========================================================
L M S | Predictive Analytics & Insight Dashboard
========================================================
Machine learning pipeline and lightweight analytics dashboard for Learning Management System (LMS) data. Includes feature engineering, model training (XGBoost + Random Forest baseline), evaluation artifacts, and a credential‑protected Streamlit interface.
- Reproducible pipeline: collection → preprocessing → feature engineering → training → evaluation.
- Models: XGBoost (GPU aware) and Random Forest baseline.
- Feature engineering: statistical aggregates, ratios, temporal usage, optional PCA + ANOVA F‑test selection.
- Evaluation artifacts: confusion matrices, prediction distribution, feature importance.

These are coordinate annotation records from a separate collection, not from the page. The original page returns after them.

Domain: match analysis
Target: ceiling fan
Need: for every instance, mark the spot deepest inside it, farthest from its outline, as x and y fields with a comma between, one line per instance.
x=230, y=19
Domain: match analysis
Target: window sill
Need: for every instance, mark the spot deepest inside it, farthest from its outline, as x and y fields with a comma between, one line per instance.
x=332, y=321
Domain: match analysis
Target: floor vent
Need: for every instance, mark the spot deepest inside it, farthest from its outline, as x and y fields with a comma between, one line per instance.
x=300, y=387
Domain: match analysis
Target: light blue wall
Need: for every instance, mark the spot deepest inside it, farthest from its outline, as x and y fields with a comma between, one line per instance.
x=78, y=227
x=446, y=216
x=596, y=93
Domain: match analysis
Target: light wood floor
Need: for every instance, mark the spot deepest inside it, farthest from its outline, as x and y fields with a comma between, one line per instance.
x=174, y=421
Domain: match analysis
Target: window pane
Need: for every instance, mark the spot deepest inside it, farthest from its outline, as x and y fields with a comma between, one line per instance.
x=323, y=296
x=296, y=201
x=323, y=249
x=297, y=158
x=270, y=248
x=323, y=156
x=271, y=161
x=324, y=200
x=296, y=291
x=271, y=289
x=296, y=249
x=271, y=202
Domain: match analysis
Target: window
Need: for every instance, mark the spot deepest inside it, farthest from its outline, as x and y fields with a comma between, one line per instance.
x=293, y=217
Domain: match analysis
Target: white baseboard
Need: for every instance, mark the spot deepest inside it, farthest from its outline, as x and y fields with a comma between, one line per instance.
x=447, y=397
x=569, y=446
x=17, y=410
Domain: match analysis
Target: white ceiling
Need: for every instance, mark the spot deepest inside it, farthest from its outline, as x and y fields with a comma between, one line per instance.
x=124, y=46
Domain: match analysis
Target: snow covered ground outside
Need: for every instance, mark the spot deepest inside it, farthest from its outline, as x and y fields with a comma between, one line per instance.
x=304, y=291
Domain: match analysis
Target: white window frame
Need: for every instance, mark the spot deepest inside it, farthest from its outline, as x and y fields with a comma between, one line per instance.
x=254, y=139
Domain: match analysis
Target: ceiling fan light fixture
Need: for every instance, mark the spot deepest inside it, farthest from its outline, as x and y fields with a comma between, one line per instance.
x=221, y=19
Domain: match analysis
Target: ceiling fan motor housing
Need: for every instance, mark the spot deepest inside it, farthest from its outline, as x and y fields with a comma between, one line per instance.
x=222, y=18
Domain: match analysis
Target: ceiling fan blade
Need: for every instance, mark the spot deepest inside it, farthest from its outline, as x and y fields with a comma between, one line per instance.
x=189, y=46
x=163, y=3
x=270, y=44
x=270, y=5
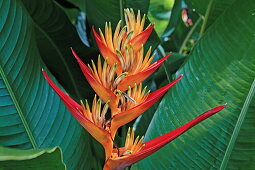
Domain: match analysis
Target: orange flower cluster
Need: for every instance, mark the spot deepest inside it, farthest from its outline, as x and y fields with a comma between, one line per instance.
x=118, y=82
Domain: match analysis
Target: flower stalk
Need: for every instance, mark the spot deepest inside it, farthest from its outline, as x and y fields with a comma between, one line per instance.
x=117, y=80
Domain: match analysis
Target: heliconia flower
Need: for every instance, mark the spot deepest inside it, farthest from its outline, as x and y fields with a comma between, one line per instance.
x=125, y=41
x=135, y=150
x=93, y=120
x=136, y=103
x=102, y=79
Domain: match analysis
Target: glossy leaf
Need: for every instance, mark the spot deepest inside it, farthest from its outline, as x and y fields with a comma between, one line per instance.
x=55, y=34
x=31, y=114
x=242, y=154
x=39, y=159
x=214, y=8
x=220, y=69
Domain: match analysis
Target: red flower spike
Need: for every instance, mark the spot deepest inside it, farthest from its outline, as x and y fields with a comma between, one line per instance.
x=141, y=38
x=157, y=143
x=100, y=134
x=130, y=80
x=107, y=53
x=125, y=117
x=101, y=91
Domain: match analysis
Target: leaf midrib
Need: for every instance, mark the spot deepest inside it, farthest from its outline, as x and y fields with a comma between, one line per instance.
x=18, y=108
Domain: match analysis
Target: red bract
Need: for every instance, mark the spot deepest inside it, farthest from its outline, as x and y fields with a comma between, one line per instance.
x=118, y=82
x=155, y=144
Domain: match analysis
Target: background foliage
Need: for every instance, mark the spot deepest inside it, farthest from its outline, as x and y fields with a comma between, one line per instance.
x=215, y=54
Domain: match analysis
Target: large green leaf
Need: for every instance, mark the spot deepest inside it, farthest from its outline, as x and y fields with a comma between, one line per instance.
x=243, y=152
x=55, y=34
x=210, y=9
x=31, y=114
x=219, y=70
x=101, y=11
x=12, y=159
x=177, y=33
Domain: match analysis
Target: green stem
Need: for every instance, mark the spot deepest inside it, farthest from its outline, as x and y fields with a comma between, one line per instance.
x=19, y=110
x=189, y=34
x=238, y=126
x=162, y=52
x=206, y=18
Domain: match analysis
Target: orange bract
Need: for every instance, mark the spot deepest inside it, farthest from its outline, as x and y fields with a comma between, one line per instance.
x=118, y=82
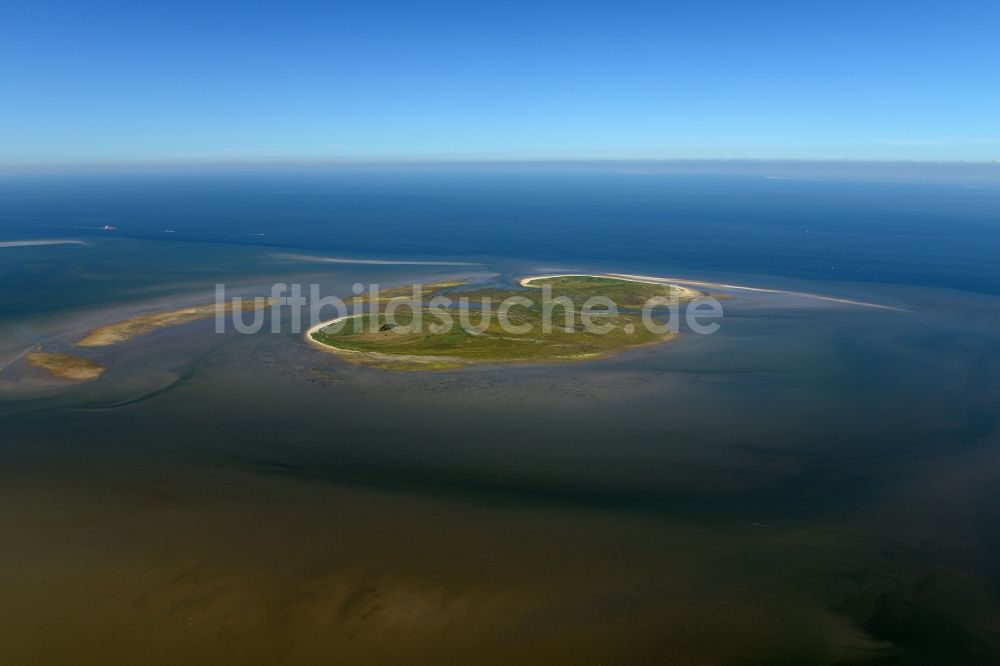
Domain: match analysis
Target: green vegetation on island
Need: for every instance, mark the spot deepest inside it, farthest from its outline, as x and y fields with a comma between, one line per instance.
x=475, y=328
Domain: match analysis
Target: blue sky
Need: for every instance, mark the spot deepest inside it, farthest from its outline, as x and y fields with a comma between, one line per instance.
x=107, y=81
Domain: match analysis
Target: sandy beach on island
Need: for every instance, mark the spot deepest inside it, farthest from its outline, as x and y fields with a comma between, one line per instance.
x=763, y=290
x=678, y=283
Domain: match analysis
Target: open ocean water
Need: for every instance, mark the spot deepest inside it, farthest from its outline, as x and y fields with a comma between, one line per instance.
x=814, y=483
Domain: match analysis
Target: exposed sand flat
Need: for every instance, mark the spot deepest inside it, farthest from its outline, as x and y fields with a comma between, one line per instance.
x=143, y=324
x=33, y=243
x=739, y=287
x=66, y=366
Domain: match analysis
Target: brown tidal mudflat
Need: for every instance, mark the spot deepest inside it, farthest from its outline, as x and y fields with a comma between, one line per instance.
x=66, y=366
x=122, y=331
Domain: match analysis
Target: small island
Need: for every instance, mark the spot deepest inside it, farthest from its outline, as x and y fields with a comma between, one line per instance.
x=414, y=339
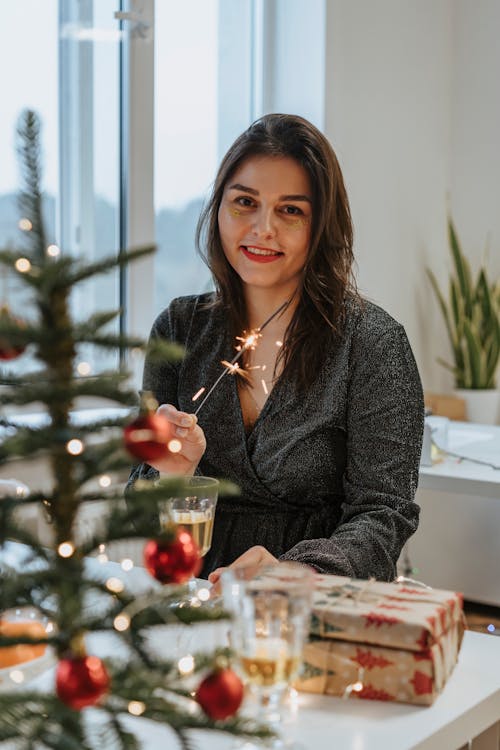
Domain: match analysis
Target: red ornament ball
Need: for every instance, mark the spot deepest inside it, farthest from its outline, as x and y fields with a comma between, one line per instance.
x=220, y=694
x=7, y=349
x=173, y=560
x=149, y=437
x=81, y=681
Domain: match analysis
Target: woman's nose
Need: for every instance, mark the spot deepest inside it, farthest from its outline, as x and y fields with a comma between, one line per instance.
x=264, y=224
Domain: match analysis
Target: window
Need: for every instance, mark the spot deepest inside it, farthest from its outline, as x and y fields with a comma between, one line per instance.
x=203, y=96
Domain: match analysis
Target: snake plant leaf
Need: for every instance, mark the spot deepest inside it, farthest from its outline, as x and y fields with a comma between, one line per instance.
x=472, y=318
x=474, y=354
x=441, y=301
x=461, y=267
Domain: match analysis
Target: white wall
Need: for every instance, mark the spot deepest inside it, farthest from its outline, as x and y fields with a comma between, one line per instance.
x=475, y=142
x=388, y=117
x=412, y=107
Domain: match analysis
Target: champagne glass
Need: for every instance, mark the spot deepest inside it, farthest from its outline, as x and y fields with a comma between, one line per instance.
x=193, y=510
x=271, y=614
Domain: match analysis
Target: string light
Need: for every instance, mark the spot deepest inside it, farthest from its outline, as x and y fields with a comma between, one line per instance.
x=203, y=595
x=65, y=549
x=74, y=447
x=185, y=665
x=22, y=265
x=83, y=368
x=136, y=708
x=115, y=585
x=121, y=622
x=16, y=676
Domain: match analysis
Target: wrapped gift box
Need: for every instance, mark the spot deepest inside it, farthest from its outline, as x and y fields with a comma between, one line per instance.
x=385, y=641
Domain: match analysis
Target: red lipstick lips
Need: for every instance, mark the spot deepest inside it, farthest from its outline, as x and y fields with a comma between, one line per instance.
x=257, y=257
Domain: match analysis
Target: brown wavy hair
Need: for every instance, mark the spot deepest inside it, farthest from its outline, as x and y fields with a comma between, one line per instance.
x=327, y=279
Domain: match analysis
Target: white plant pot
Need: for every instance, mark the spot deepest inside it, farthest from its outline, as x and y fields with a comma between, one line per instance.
x=481, y=405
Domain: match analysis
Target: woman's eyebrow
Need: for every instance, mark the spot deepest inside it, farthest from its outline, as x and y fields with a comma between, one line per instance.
x=252, y=191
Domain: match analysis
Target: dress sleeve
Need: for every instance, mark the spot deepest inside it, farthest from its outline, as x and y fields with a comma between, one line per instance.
x=160, y=378
x=385, y=416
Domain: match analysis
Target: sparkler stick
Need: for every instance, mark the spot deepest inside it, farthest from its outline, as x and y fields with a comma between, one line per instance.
x=247, y=343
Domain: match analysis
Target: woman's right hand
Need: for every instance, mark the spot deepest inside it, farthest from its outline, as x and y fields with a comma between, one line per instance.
x=186, y=429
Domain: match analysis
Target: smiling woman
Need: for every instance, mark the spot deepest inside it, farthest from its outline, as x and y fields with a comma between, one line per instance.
x=321, y=426
x=265, y=218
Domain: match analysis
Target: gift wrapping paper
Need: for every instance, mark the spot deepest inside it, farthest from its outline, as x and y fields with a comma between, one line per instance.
x=382, y=641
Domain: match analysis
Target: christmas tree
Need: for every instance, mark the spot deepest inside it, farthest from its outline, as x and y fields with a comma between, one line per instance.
x=57, y=580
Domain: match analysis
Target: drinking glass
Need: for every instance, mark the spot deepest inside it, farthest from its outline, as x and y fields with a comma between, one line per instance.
x=271, y=614
x=193, y=509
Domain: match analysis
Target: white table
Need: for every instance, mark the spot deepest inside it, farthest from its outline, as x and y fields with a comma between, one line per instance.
x=457, y=544
x=468, y=707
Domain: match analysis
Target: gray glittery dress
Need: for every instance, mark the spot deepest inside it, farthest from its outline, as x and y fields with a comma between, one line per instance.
x=327, y=478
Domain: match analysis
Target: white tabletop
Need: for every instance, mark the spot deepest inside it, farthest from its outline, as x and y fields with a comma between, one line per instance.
x=473, y=441
x=469, y=704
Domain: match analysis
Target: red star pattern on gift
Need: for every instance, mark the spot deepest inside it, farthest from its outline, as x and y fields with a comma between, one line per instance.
x=378, y=619
x=423, y=641
x=369, y=660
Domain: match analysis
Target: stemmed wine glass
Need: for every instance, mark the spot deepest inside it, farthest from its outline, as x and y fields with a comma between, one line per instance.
x=271, y=614
x=192, y=508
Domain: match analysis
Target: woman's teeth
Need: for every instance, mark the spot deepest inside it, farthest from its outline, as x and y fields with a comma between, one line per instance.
x=260, y=251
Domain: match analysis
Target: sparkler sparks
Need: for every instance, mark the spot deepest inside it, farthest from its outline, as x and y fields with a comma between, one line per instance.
x=232, y=368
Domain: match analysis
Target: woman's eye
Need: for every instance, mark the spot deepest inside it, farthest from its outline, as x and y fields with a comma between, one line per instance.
x=244, y=201
x=292, y=211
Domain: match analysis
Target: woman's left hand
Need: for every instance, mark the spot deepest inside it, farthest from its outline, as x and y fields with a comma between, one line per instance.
x=252, y=560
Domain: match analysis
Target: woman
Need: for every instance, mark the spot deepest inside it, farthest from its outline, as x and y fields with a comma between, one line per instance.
x=323, y=433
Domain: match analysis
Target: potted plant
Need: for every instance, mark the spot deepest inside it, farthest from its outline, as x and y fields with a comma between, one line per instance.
x=471, y=314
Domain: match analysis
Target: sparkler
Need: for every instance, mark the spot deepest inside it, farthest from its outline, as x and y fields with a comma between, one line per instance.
x=232, y=367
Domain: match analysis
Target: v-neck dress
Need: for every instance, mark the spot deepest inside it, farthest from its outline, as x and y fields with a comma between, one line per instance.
x=328, y=477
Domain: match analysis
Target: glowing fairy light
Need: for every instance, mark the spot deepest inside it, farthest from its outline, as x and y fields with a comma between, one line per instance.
x=136, y=708
x=115, y=585
x=83, y=368
x=74, y=447
x=65, y=549
x=247, y=342
x=203, y=594
x=121, y=622
x=185, y=665
x=22, y=265
x=104, y=480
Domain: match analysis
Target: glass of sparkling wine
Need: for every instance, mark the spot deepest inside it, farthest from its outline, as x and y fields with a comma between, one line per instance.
x=271, y=615
x=193, y=509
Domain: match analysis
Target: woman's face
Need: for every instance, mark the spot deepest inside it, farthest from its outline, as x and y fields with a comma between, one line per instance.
x=265, y=223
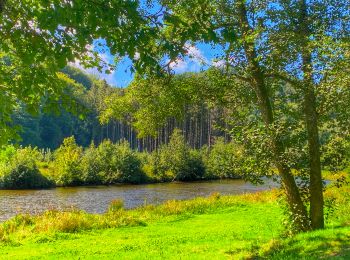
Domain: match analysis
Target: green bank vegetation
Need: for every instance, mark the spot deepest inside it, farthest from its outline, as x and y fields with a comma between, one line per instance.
x=109, y=163
x=217, y=227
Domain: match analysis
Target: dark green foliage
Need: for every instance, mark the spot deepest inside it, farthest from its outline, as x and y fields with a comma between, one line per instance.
x=111, y=163
x=19, y=170
x=67, y=163
x=224, y=160
x=175, y=161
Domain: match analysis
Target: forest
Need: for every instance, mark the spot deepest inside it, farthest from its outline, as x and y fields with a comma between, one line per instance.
x=226, y=90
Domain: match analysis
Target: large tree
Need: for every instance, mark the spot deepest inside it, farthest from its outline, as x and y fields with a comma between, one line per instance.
x=293, y=55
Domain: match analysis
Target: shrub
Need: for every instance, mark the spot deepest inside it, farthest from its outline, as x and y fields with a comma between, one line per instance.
x=111, y=163
x=20, y=171
x=224, y=160
x=67, y=163
x=175, y=161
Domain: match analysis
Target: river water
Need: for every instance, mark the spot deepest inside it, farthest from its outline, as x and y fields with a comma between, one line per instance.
x=97, y=198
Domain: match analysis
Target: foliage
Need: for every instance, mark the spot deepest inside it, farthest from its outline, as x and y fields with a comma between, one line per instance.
x=175, y=161
x=67, y=163
x=20, y=171
x=111, y=163
x=224, y=160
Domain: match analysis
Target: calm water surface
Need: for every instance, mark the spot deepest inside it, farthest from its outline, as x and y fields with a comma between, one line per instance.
x=96, y=199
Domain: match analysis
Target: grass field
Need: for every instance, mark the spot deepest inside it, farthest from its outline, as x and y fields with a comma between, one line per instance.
x=219, y=227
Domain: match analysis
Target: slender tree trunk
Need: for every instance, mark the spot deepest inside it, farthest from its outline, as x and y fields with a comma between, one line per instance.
x=258, y=83
x=311, y=120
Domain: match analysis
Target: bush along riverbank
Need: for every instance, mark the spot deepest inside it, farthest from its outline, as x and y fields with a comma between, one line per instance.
x=109, y=163
x=247, y=226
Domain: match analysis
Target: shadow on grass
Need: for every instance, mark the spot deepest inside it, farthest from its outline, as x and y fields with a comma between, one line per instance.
x=323, y=244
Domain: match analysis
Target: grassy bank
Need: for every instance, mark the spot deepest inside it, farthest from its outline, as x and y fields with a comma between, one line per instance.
x=217, y=227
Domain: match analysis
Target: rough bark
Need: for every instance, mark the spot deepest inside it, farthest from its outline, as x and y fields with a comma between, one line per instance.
x=258, y=83
x=311, y=121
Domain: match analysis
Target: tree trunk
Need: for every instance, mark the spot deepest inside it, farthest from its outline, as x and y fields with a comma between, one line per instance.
x=258, y=83
x=311, y=120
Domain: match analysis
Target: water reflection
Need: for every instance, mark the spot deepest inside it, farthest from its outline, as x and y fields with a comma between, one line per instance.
x=96, y=199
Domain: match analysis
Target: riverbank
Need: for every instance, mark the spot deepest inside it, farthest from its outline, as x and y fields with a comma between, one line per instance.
x=217, y=227
x=95, y=199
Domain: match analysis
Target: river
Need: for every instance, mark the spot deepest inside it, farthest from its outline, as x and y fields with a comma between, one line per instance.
x=95, y=199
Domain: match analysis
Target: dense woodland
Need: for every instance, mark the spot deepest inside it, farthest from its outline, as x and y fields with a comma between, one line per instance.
x=200, y=124
x=278, y=90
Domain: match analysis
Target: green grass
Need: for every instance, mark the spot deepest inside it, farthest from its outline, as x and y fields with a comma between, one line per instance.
x=218, y=227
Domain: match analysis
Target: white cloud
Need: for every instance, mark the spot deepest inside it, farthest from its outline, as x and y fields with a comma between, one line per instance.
x=218, y=63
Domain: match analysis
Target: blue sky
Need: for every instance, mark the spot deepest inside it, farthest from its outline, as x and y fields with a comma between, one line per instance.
x=203, y=56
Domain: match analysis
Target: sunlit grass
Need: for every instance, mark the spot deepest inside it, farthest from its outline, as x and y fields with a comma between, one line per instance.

- Dashboard: Streamlit with encrypted credential store (Fernet) for simple access control.
- Modular scripts enable selective re‑runs using cached intermediate CSV outputs.
Dataset/ Raw LMS CSV inputs
data_collection.py Merge & normalize source tables
data_preprocessing.py Cleaning, encoding, scaling, train/test split
feature_engineering.py Derived features (counts, temporal, ratios, PCA/ANOVA)
model_training.py Train & persist XGBoost / RandomForest models
model_evaluation.py Metrics + plots (confusion matrices, distributions)
streamlit_app.py Authenticated analytics dashboard
insight_generation.py Higher-level narrative insights (optional use)
generate_credentials.py Create encrypted credentials store
credentials_encrypted.pkl Encrypted user/password data
key.key Symmetric encryption key (keep secret!)
plots/ Generated visualizations
model.xgb Saved primary model artifact
requirements.txt Dependency lock snapshot
README.md Project documentation
Suggested future refinement (not applied):
src/
data/
features/
models/
api/
dashboard/
tests/
This repository snapshot demonstrates:
- Data merging and preprocessing pipeline design.
- Feature engineering strategy for educational performance prediction.
- Comparative modeling (gradient boosting vs ensemble baseline).
- Artifact-driven evaluation (plots committed for review). Operational run instructions have been intentionally omitted to keep focus on structure and deliverables.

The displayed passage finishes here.